I had to wrap it in a SingleChildScrollView to get it to compile. This kind of works, but we lose the intrinsic width of the editor, which is necessary to size the nodes. Essentially, only fixed-width nodes are possible.
Here is a small video to better demonstrate the use-case: https://github.com/user-attachments/assets/bcb4148e-3a82-4643-ab51-4abd5c96f987
But with this workaround, auto-width nodes seem no longer possible: https://github.com/user-attachments/assets/1e75ae05-37e9-4958-8d75-7131dac5f50e
We just released an initial version of QuikFlow with SuperEditor integration. If you want to play around with it yourself, just tell me your OS and I can send you a free key for the Pro version.

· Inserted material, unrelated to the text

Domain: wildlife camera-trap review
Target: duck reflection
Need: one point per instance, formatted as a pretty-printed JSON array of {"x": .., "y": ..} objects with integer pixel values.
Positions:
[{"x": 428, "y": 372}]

If you don't have scrollable in hierarchy, SuperEditor will create a single child scroll view. I think maybe you'd need a way to disable this behavior completely since you don't want to have any kind of scrolling there.
Intrinsic width is doable same way dry layout is. You just implement computeMax/MinIntrinsicWidth and forward the call to the box obtained by _getBox (same way dryLayout does it).
Ahh, thanks!
Indeed the behavior seems correct now that I have implemented the four intrinsic functions. Probably it would make sense to have an example somewhere with this widget for other people with similar issues.
Will have to test for a noticeable performance impact, but indeed it would be great to be able to disable the scrolling to avoid having to use the ScrollView workarounds.